La particolarità dell'impianto sarà quella di estrarre carbonio dall'aria, quindi non in corrispondenza di un grande produttore di CO2, come potevano essere le controverse centrali a carbone. Per questo potrà essere piazzata ovunque ricorrano circostanze favorevoli, come energia termica a buon mercato o la presenza di rocce nel sottosuolo adatte a imprigionare la CO2.

Situato in un impianto geotermico già operativo in Islanda e inserito nell'ambito del progetto CarbFix2, il sistema Climeworks lavorerà l'aria presente nell'ambiente, separando la CO2 usando un filtro appositamente progettato e iniettandola nel sottosuolo, a più di 700 metri di profondità, dove reagirà con il substrato roccioso basaltico per formare minerali solidi, attraverso il processo naturale di carbonazione (vedi Il calcestruzzo fatto di CO2).

L'impianto sarà alimentato dall'energia pulita generata dalla centrale geotermica. "Il potenziale di applicazione della nostra tecnologia in combinazione con lo stoccaggio di CO2 nel sottosuolo è enorme", ha dichiarato Christolph Gebald, fondatore di Climeworks. "Non solo in Islanda ma anche in numerose altre regioni che hanno simili formazioni rocciose."

Le tecnologie di cattura e stoccaggio, o a emissioni negative, come vengono pomposamente chiamate, sono ancora nella loro infanzia, ma sono considerate interessanti da molti scienziati.

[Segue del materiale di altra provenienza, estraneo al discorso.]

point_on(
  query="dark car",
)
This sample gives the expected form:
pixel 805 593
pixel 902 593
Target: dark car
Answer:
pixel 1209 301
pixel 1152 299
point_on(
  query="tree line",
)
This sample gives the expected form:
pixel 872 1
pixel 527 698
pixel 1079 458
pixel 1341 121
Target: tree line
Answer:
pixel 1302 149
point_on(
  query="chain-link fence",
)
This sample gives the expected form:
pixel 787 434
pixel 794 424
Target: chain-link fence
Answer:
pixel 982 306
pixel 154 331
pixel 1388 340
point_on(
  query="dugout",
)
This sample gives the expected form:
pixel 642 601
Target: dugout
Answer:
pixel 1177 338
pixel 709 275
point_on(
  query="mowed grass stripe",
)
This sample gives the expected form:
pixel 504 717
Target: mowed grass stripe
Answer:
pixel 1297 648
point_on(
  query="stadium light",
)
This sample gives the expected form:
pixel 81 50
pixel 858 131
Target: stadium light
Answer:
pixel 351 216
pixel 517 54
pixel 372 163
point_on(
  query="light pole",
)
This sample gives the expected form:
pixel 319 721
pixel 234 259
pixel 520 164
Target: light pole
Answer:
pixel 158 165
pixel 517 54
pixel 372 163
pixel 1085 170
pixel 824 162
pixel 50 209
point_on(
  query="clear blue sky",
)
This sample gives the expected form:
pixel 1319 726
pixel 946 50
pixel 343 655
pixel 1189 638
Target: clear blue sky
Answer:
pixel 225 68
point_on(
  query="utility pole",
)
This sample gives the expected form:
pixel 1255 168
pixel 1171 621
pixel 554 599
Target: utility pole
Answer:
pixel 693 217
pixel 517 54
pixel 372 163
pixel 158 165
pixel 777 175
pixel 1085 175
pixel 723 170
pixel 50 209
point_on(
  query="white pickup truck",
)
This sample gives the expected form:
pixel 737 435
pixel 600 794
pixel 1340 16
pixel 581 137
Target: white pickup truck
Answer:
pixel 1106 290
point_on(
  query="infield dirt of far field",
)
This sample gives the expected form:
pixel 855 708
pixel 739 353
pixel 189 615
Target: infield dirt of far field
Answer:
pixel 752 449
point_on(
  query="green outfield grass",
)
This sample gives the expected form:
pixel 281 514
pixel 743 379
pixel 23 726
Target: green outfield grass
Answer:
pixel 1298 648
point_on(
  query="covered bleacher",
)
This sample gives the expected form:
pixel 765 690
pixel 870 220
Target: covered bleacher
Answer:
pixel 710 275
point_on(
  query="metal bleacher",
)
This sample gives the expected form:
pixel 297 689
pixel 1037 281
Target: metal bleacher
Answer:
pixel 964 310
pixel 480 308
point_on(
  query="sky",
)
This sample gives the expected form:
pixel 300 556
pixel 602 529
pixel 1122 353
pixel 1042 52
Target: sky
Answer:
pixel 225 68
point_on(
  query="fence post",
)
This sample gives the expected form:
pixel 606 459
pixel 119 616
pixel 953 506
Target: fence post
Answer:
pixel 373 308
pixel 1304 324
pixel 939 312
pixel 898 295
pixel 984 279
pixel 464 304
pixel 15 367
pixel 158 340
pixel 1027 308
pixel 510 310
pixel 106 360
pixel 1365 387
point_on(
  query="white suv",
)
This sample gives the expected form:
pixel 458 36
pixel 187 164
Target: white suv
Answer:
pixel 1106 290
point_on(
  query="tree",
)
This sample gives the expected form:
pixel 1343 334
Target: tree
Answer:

Uno studio recente (vedi CO2 sotto terra) promuove il processo di cattura&stoccaggio di CO2 nel sottosuolo dimostrando che le perdite sono statisticamente irrilevanti e i costi per affrontarle sono coperti dai vantaggi.

Bello, efficace, interessante, ma c'è una domanda che richiede una risposta: chi paga tutto questo? Non certo Climeworks, che è un'azienda profit, né il governo islandese. La sostenibilità economica di questo processo si basa sul cervellotico meccanismo dei crediti di carbonio, ovvero la possibilità per aziende inquinanti di acquistare alcune tonnellate di CO2 iniettate nel sottosuolo islandese, per compensare le proprie emissioni in altre parti del pianeta.

"Il nostro piano economico è quello di offrire la rimozione del carbonio a individui, aziende e organizzazioni," sostiene Gebald, "come mezzo per invertire le loro emissioni di carbonio non evitabili."